Las cosas no funcionan, no «tiran», no dan fruto: entonces estudiamos mejor su organización. También en la Iglesia, a veces, hay quien piensa que las carencias misioneras, educativas, «doctrinales», hoy evidentes en la vida de las personas, encontrarían su justa solución en una mayor organización. Y así, por una parte y por otra, todos se empeñan en organizar el tiempo, el libre y el ocupado, las fábricas, los colegios, los juegos, los viajes, las oraciones, las lecturas, las conferencias, las parroquias, las relaciones, incluso las afectivas, los pensamientos, los deseos...
Con una gran esperanza: la de poder, al final, encontrar la unidad de aquello que se hace, de las cosas que se tienen y de las acciones que se llevan a cabo. Y derrotar así las disfunciones, el desorden, la extrañeza, la insensatez (que es la ausencia de nexo entre las cosas). Así terminarán las guerras, la violencia y los abusos.

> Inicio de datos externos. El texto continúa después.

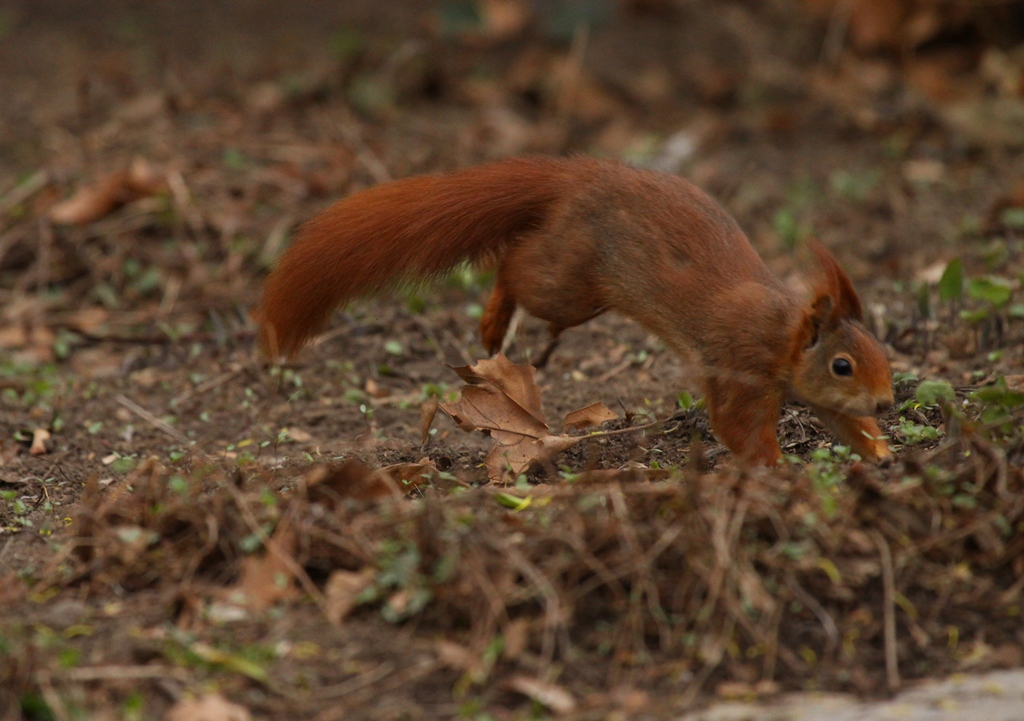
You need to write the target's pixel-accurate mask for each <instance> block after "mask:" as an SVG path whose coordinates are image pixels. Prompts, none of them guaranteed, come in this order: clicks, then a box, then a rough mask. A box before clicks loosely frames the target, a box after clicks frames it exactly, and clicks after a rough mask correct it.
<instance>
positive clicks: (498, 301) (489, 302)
mask: <svg viewBox="0 0 1024 721" xmlns="http://www.w3.org/2000/svg"><path fill="white" fill-rule="evenodd" d="M515 308H516V301H515V297H514V296H513V295H512V293H511V291H510V290H509V287H508V284H507V283H505V281H504V279H503V278H502V274H501V273H500V272H499V273H498V278H497V279H496V281H495V289H494V290H493V291H492V292H490V298H488V299H487V305H486V306H485V307H484V308H483V315H481V316H480V341H481V342H482V343H483V348H484V349H485V350H486V351H487V353H489V354H490V355H494V354H495V353H497V352H498V351H499V350H501V348H502V343H503V341H504V340H505V335H506V334H507V333H508V330H509V324H510V323H511V322H512V315H513V314H514V313H515Z"/></svg>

¿Terminarán? ¿Podrá una «forma» externa cambiar la vida de los hombres, respetando su dignidad? ¿Estará la «funcionalidad» garantizada por la aplicación de las más sofisticadas técnicas organizativas? ¿Podrá resolverse la «tarea compleja» a la que toda organización quiere responder en la perfecta eficacia? Es difícil encontrar en la historia respuestas positivas a tales preguntas. Pero entonces, ¿por qué la «organización» atrae y fascina tanto? ¿Qué necesidad real evoca? O, por decirlo de otro modo, ¿de qué es «adversaria», de qué es el rostro «perverso»?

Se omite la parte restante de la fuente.